Fasciné par la figure de l’Imperator romain qu’il perçoit comme un homme providentiel, réformateur et
conquérant habile, Napoléon III (1808-1873) s’engage dans la rédaction de l’Histoire de Jules César à la
fin des années 1850. Au travers des deux tomes de l’ouvrage publiés en 1865 et 1866, il s’agit pour lui
d’apporter les preuves tangibles du génie d’un César parvenu au pouvoir dans une République romaine
secouée par les guerres civiles et, par-là, de justifier l’instauration du « césarisme démocratique » à la
française.
Pour mener à bien ce projet d’envergure, Napoléon III s’entoure de collaborateurs de renom dans le
domaine de l’histoire romaine, des sciences de l’Antiquité et du génie militaire.

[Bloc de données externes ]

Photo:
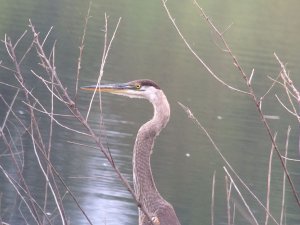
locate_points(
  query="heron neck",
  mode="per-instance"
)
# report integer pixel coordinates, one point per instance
(142, 174)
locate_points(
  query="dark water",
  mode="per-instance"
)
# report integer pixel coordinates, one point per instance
(147, 46)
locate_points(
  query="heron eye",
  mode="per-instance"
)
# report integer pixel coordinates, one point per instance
(138, 86)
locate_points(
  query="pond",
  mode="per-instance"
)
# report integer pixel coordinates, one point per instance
(184, 161)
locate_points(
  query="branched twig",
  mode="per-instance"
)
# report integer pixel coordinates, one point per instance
(256, 100)
(197, 122)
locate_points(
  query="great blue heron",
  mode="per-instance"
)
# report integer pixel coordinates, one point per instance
(160, 211)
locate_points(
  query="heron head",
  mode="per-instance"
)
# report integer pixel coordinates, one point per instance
(133, 89)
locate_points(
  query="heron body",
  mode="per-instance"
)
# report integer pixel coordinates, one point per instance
(160, 211)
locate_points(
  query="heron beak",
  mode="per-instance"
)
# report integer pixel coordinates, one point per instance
(110, 88)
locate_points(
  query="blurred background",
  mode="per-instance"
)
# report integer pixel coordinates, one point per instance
(147, 46)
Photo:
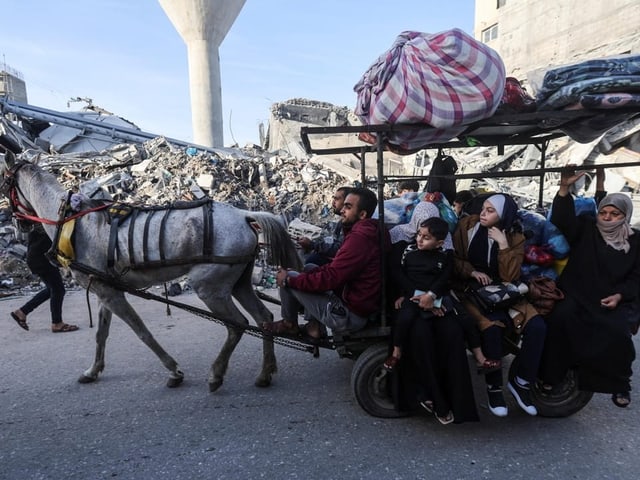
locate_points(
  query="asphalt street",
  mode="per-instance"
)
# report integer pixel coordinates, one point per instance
(129, 425)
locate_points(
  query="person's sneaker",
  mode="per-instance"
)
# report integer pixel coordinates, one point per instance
(522, 394)
(497, 405)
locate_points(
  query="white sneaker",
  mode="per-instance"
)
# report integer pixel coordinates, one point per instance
(522, 394)
(496, 403)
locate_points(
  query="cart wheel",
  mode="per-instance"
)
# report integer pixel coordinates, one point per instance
(370, 383)
(564, 401)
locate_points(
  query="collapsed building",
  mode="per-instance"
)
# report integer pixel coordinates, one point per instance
(94, 150)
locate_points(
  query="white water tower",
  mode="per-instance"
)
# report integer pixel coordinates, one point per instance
(203, 24)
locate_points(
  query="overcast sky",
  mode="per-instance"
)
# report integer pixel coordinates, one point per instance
(127, 57)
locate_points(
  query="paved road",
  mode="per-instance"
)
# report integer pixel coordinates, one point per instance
(128, 425)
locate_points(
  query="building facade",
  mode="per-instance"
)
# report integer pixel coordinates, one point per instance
(531, 35)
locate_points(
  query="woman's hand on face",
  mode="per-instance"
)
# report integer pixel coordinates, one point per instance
(498, 236)
(482, 278)
(398, 303)
(611, 301)
(569, 176)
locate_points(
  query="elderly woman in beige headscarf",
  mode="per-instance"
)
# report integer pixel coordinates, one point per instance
(591, 329)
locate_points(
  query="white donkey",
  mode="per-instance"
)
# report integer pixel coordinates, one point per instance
(215, 244)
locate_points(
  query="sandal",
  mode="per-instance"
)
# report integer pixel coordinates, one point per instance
(22, 322)
(621, 400)
(489, 366)
(447, 419)
(64, 327)
(281, 327)
(314, 330)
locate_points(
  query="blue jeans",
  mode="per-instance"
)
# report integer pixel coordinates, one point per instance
(326, 307)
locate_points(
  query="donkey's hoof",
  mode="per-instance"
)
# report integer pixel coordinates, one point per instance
(263, 382)
(86, 379)
(215, 385)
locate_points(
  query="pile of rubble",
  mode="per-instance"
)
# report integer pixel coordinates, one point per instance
(157, 173)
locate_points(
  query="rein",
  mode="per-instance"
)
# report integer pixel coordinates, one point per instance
(28, 213)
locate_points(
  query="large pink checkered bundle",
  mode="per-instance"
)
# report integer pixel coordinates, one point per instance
(445, 80)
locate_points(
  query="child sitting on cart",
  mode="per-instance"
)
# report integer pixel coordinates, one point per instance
(421, 273)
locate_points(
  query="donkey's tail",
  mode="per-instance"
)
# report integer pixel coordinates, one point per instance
(280, 248)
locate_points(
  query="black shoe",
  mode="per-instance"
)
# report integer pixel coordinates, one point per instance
(522, 394)
(497, 405)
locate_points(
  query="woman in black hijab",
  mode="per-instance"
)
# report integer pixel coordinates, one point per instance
(591, 328)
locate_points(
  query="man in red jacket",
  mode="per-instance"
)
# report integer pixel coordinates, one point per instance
(345, 292)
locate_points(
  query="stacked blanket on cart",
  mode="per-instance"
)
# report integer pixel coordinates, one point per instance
(446, 80)
(601, 83)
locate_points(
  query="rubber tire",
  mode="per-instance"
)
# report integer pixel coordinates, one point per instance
(570, 400)
(370, 383)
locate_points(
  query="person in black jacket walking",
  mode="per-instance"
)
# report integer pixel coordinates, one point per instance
(38, 263)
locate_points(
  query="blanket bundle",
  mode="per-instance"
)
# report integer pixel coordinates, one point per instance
(446, 80)
(600, 83)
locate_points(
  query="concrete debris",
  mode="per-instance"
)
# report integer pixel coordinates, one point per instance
(284, 179)
(158, 173)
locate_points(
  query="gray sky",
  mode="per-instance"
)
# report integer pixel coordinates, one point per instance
(127, 56)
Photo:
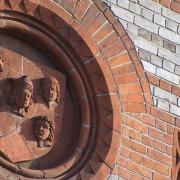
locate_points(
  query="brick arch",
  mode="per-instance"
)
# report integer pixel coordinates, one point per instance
(109, 60)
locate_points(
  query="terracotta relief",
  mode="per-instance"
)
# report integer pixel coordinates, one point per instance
(176, 155)
(43, 131)
(20, 98)
(51, 90)
(1, 65)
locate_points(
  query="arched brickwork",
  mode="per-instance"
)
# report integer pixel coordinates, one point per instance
(103, 66)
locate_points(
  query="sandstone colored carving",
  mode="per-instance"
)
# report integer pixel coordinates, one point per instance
(43, 131)
(1, 65)
(51, 90)
(21, 95)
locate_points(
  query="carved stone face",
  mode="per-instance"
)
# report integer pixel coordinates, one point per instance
(22, 97)
(51, 89)
(1, 65)
(42, 130)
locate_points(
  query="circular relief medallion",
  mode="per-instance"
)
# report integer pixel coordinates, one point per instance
(39, 125)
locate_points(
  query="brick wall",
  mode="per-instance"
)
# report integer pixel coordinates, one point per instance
(155, 31)
(154, 28)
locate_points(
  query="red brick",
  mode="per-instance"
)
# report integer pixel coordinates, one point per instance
(82, 8)
(147, 140)
(127, 78)
(133, 107)
(119, 59)
(129, 88)
(123, 172)
(153, 79)
(90, 15)
(110, 16)
(101, 5)
(145, 118)
(166, 138)
(125, 131)
(161, 125)
(115, 170)
(163, 169)
(125, 152)
(124, 69)
(175, 6)
(159, 146)
(97, 23)
(136, 135)
(145, 85)
(148, 98)
(133, 123)
(103, 32)
(176, 90)
(158, 156)
(136, 157)
(157, 176)
(69, 5)
(127, 42)
(178, 1)
(132, 98)
(109, 41)
(119, 29)
(169, 150)
(137, 64)
(149, 163)
(139, 169)
(162, 115)
(114, 50)
(170, 129)
(134, 146)
(122, 162)
(136, 177)
(165, 3)
(165, 85)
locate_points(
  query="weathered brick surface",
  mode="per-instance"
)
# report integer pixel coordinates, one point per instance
(145, 151)
(154, 29)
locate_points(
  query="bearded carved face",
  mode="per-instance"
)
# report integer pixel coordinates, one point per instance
(51, 90)
(1, 65)
(43, 131)
(21, 97)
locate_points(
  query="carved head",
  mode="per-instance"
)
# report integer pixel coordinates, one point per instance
(1, 65)
(43, 131)
(22, 90)
(51, 90)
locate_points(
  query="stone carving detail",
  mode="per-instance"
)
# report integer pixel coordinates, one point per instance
(20, 97)
(43, 131)
(1, 65)
(176, 155)
(51, 90)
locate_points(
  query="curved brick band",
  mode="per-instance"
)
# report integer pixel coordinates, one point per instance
(107, 75)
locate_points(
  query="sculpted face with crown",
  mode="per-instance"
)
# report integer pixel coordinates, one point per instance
(22, 90)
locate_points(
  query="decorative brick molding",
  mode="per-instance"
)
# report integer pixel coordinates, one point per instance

Alfred Maury, Prosper
Mérimée, Auguste Verchère de Reffye, Félicien de Saulcy, Eugène Stoffel, Léon Renier ou Wilhelm
Fröhner rencontrent régulièrement l’empereur dans son Cabinet des Tuileries.
Napoléon III n’entend pas s’appuyer sur les seules sources littéraires. Après une étude minutieuse des
textes antiques, une recherche toponymique et topographique, l’empereur veut étayer les récits de César
par des recherches sur le terrain. De 1861 jusqu’à la chute du Second Empire en 1870, les fouilles
et prospections s’enchaînent pour retrouver les sites décrits dans les Commentaires sur la guerre des
Gaules et les Commentaires sur la Guerre civile. S’ajoutent les fouilles menées par Pietro Rosa dans les
jardins Farnèse sur le Palatin, en quête de la Roma quadrata, le berceau des césars.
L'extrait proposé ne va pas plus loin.